During his career, Hungarian-American magician and escapologist Harry Houdini performed two variations on a "Buried Alive" stunt/escape. The first was near Santa Ana, California in 1917, and it almost cost Houdini his life. Houdini was buried, without a casket, in a pit of earth six feet deep. He became exhausted and panicky trying to dig his way to the surface and called for help. When his hand finally broke the surface, he fell unconscious and had to be pulled from the grave by his assistants. Houdini wrote in his diary that the escape was "very dangerous" and that "the weight of the earth is killing."
Houdini's second variation on Buried Alive was an endurance test designed to expose a mystical Egyptian performer who claimed to use supernatural powers to remain in a sealed casket for an hour. Houdini bettered that claim on August 5, 1926, by remaining in a sealed casket submerged in the swimming pool of New York's Hotel Shelton for an hour and a half. Houdini claimed he did not use any trickery or supernatural powers to accomplish this feat, just controlled breathing.
St. Oran was a druid living on the Island of Iona in Scotland's Inner Hebrides. He became a follower of St. Columba, who brought Christianity to Iona (and mainland Europe) from Ireland in 563 AD. When St.
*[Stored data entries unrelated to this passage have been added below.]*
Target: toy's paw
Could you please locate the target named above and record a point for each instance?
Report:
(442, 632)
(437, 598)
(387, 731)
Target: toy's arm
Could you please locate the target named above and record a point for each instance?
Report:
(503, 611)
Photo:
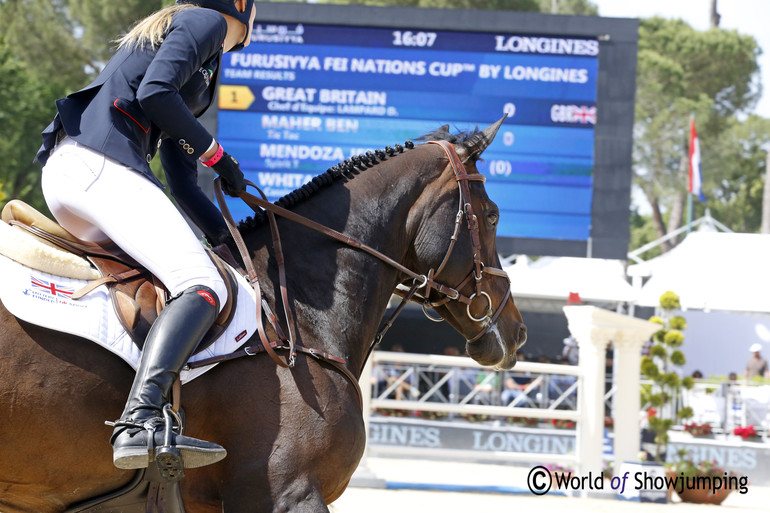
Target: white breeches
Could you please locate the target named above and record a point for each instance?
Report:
(96, 198)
Columba had repeated problems building the original Iona Abbey, citing interferences from the Devil, St. Oran offered himself as a human sacrifice and was buried alive. He was later dug up and found to be still alive, but he uttered such words describing what of the afterlife he had seen and how it involved no heaven or hell, that he was ordered to be covered up again. The building of the abbey went ahead, untroubled, and St. Oran's chapel marks the spot where the saint was buried.[14]
In the fourteenth through nineteenth centuries, a popular tale about premature burial in European folklore was the "Lady with the Ring". In the story, a woman who was prematurely buried awakens to frighten a grave robber who is attempting to cut a ring off her finger.[15]
The TV show MythBusters tested the myth to see if someone could survive being buried alive for two hours before being rescued. Host Jamie Hyneman attempted the feat, but when his steel coffin began to bend under the weight of the earth used to cover it, the experiment was aborted.[16] The MythBusters also tested whether someone could batter their way out of a buried coffin (as in Kill Bill Volume 2), and decided it was not remotely possible.